Antiwar Republican presidential candidate and sometime Libertarian Ron Paul raised over four million dollars in one day yesterday, breaking the Republican one-day fundraising record and the online one-day primary fundraising record, thanks to a "moneybomb" [think googlebomb] organized by this independent website. The date selected for the concentrated donations was November 5-- Guy Fawkes Day, the old English holiday commemorating freedom from papism and the foiling of the Gunpowder Plot. Guy Fawkes Day did have a certain kind of place in the English Whiggish self-interpretation, since freedom from Catholicism was always understood as partly constitutive of and partly symbolic of English liberty. The fact that it was Parliament Fawkes had tried to blow up only made the symbolism starker-- thedevotee of a slavish religion who wanted to enslave good Englishmen tried to destroy the symbol of English liberty. And that anti-Catholic Whiggish ideology is one of the great-great grandparents of certain kinds of anti-statism in the Anglo-American world, something that entered the intellectual DNA of the U.S. in particular in the 18th century.

But the Alan Moore comic book V for Vendetta inverted the ideology. V dresses in the traditional Guy Fawkes Day mask while conducting his anarchistic campaign against a fascistic British state. "Remember, remember, the fifth of November," the beginning of an old English nursery rhyme about remembering Fawkes' treachery and the survival of the British state, got transformed into the creepily memorable slogan of the quasi-heroic freedom fighter who ends up successfully blowing up Parliament.

I take it that, in the comic (originally published for a British audience), this was all meant to be apparent.

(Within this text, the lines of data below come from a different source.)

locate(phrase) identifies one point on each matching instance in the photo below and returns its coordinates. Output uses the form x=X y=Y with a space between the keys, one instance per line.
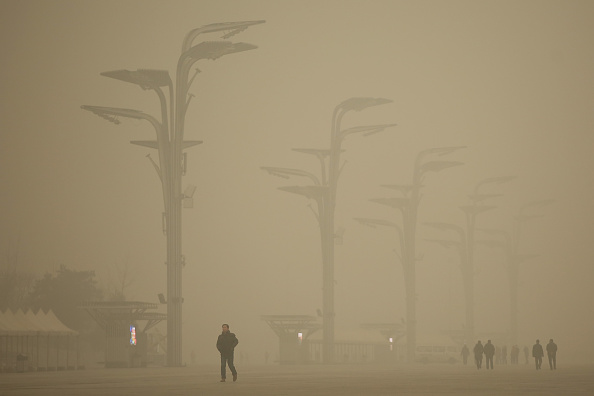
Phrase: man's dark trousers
x=227 y=360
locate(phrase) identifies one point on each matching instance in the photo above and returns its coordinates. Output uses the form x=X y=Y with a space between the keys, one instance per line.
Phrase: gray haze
x=513 y=81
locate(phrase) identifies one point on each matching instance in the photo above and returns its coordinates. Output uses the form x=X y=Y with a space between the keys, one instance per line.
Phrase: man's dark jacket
x=226 y=343
x=489 y=349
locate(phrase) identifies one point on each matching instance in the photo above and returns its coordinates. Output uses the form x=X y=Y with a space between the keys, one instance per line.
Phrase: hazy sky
x=511 y=80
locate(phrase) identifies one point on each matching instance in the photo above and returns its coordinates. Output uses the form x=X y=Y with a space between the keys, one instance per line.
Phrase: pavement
x=430 y=379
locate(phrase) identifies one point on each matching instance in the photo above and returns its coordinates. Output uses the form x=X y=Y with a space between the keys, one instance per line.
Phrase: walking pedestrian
x=478 y=354
x=226 y=344
x=537 y=353
x=552 y=354
x=489 y=350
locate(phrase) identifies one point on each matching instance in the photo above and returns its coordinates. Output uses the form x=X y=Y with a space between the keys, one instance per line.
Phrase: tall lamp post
x=509 y=243
x=323 y=191
x=465 y=245
x=170 y=145
x=408 y=205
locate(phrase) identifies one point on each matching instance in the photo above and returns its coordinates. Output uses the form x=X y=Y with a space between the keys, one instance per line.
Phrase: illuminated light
x=132 y=335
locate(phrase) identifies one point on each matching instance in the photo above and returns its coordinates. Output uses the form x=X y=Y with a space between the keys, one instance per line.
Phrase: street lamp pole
x=466 y=245
x=510 y=243
x=170 y=145
x=324 y=192
x=408 y=205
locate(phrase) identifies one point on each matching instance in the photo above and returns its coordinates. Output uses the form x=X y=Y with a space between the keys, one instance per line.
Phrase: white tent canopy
x=30 y=323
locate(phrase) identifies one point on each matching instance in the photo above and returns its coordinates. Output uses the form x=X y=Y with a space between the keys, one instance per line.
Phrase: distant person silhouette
x=515 y=353
x=489 y=350
x=498 y=354
x=552 y=354
x=465 y=352
x=478 y=354
x=537 y=353
x=226 y=344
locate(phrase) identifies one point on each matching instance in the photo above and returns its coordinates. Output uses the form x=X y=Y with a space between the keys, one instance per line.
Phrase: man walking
x=537 y=353
x=478 y=354
x=226 y=344
x=552 y=354
x=489 y=350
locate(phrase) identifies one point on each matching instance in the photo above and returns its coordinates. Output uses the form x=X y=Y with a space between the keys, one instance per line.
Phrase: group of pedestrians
x=500 y=354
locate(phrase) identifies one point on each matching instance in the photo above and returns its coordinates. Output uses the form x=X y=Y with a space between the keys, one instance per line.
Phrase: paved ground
x=306 y=380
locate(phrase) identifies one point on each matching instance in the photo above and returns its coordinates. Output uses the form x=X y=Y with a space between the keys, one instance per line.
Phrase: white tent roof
x=29 y=323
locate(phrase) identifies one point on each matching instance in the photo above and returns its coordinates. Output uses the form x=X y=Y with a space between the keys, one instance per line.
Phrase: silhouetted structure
x=408 y=205
x=126 y=342
x=323 y=191
x=293 y=332
x=170 y=145
x=465 y=244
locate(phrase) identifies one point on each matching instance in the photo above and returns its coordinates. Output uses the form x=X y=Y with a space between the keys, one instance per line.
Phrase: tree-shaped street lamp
x=465 y=244
x=408 y=204
x=509 y=243
x=170 y=145
x=323 y=191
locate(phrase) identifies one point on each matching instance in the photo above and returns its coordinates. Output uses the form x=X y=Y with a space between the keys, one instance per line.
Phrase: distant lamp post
x=170 y=145
x=407 y=204
x=465 y=244
x=323 y=191
x=509 y=243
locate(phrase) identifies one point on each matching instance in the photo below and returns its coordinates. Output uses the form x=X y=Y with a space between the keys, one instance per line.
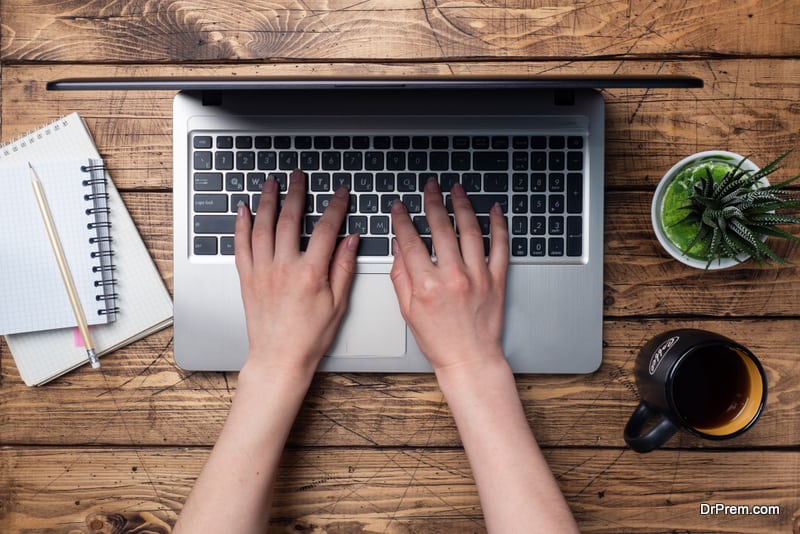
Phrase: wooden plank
x=236 y=30
x=748 y=106
x=141 y=398
x=60 y=490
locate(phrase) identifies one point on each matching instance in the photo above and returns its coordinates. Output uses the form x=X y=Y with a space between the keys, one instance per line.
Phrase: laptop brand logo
x=661 y=352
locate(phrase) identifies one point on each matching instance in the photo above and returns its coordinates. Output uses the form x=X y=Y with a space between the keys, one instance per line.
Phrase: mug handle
x=655 y=437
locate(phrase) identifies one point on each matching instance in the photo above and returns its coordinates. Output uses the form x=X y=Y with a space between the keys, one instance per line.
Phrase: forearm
x=234 y=490
x=517 y=490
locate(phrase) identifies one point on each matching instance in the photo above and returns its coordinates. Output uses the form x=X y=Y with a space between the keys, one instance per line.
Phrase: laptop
x=535 y=145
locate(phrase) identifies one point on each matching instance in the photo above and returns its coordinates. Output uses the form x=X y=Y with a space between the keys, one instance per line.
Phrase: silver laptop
x=533 y=145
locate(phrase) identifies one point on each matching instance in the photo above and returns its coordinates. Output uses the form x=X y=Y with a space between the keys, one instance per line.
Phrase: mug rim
x=680 y=420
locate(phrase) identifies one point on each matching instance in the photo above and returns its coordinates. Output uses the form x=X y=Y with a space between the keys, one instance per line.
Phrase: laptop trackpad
x=373 y=325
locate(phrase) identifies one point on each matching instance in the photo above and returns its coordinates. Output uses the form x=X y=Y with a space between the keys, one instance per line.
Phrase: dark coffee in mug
x=697 y=380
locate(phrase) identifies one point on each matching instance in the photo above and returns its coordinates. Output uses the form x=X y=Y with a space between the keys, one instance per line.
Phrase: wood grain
x=249 y=30
x=99 y=490
x=140 y=398
x=747 y=106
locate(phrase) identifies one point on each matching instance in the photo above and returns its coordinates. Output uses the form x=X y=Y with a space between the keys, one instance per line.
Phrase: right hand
x=454 y=306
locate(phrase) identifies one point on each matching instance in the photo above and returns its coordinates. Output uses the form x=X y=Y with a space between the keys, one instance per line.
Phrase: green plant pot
x=673 y=191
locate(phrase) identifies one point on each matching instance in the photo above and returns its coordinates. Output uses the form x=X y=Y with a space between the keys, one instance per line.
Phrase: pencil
x=63 y=268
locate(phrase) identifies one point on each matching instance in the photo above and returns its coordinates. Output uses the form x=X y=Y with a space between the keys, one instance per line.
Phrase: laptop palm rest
x=373 y=326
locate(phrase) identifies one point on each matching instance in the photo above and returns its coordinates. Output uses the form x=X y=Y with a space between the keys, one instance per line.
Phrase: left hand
x=294 y=301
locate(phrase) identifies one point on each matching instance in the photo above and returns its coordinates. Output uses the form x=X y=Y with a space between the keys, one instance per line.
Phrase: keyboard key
x=555 y=246
x=574 y=193
x=223 y=160
x=226 y=246
x=538 y=161
x=205 y=246
x=331 y=161
x=352 y=161
x=439 y=161
x=214 y=224
x=202 y=141
x=556 y=182
x=211 y=203
x=555 y=204
x=373 y=161
x=471 y=181
x=362 y=181
x=287 y=161
x=538 y=247
x=494 y=182
x=460 y=161
x=309 y=161
x=574 y=235
x=234 y=181
x=373 y=246
x=266 y=161
x=490 y=161
x=538 y=225
x=574 y=142
x=379 y=225
x=555 y=225
x=255 y=181
x=384 y=181
x=320 y=181
x=368 y=203
x=519 y=246
x=245 y=161
x=483 y=203
x=480 y=142
x=574 y=161
x=208 y=181
x=202 y=161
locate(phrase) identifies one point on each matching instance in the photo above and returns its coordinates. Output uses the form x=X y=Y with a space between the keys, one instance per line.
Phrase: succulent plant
x=734 y=213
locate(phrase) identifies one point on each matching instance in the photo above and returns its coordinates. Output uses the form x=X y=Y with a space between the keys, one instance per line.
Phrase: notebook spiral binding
x=103 y=252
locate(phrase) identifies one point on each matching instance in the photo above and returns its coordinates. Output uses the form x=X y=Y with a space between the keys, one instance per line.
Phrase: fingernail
x=269 y=184
x=457 y=191
x=432 y=185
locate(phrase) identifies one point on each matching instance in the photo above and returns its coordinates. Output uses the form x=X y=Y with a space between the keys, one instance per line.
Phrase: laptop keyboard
x=538 y=181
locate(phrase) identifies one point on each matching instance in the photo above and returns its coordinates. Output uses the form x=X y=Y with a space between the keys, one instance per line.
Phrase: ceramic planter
x=672 y=188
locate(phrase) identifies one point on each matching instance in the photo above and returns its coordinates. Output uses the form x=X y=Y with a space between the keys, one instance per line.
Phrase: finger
x=287 y=232
x=400 y=279
x=415 y=253
x=323 y=238
x=343 y=268
x=263 y=238
x=469 y=232
x=241 y=241
x=498 y=252
x=442 y=232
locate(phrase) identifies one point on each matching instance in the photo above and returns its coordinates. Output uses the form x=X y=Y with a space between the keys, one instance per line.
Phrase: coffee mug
x=696 y=380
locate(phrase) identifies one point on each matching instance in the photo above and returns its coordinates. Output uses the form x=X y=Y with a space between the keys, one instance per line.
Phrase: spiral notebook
x=121 y=290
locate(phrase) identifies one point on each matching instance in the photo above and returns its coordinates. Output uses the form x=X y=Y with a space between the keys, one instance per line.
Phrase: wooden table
x=120 y=449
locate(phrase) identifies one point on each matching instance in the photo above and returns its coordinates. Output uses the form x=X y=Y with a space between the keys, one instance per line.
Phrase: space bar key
x=373 y=246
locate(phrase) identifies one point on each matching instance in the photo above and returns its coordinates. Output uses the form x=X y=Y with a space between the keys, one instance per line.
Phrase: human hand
x=293 y=300
x=454 y=306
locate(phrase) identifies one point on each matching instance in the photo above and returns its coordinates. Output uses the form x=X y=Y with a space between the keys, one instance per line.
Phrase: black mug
x=697 y=380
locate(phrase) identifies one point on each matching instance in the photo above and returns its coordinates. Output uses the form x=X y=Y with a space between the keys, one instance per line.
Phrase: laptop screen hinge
x=212 y=98
x=564 y=97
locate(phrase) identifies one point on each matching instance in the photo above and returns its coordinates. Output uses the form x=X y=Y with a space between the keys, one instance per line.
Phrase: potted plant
x=715 y=209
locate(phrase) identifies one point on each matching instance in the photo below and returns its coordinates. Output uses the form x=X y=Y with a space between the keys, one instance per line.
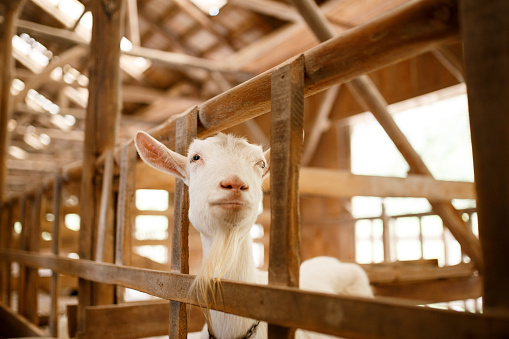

It was deliberate irony. The inversion was part of the point: it's now the British state that has become the enemy of British liberty, and those who once rooted against Fawkes should now root for him.

But that was mostly lost on American audiences, I think-- even the politically self-aware nerdy libertarians, anarchists, and socialists for whom V was a favorite work.

Some really weird confusion has resulted, with American anti-statist types celebrating Fawkes-as-commemorated-by-V using the words and imagery of the celebration of Fawks' defeat. ABC writes:

The catchy slogan comes from a nursery rhyme about Guy Fawkes, the 17th-century crusader for Catholics rights caught in the basement of parliament with 36 barrels of gunpowder. He failed in his mission to blow the place up. ["Crusader for Catholic rights" may well have been accurate after a fashion-- Catholicism was prohibited and persecuted in 1605 England-- but is hardly the position of the nursery rhyme.-- JTL]

[...]Asked if it is appropriate to invoke a nursery rhyme about a man who tried to blow up parliament in the 17th-century as a fundraising tool, Lyman said, "Some people want to go that way. We're not going in any way violent."

[...]The date Nov. 5 corresponded with the movie "V for Vendetta" and the Guy Fawkes rhyme.

"If you look at the pop culture feel-good message of the movie," Lyman said, "the people in the end say we are the deciders. That's the best way to describe it. And this is a country of and by the people."

Emphasis added. That sound you hear is my brain exploding and dribbling out of my ear. Over at TNR's Stump we get this quote:
Mr. Benton clarified that Mr. Paul did not support blowing up government buildings. “He wants to demolish things like the Department of Education,” Mr. Benton said, “but we can do that very peacefully, in a constructive manner.”

Something very strange has happened when one's uses of Guy Fawkes Day require some clarification that one doesn't actually wish to blow up government buildings.

Just to finalize the weirdness: notice that V portrayed a fable of a fascistic British state in the 1980s. Anti-Thatcherism ran through the work, in big, boldfaced, highlighted, and underlined subtext. Ron Paul is an anti-statist of an entirely market-oriented variety, who has said of Thatcher that she
"embraced American values such as freedom and limited government", and Thatcher is wildly popular among Ron Paul's conservative-libertarian fanbase.

By now I've lost track of the number of symbolic inversions. The world is a complicated place.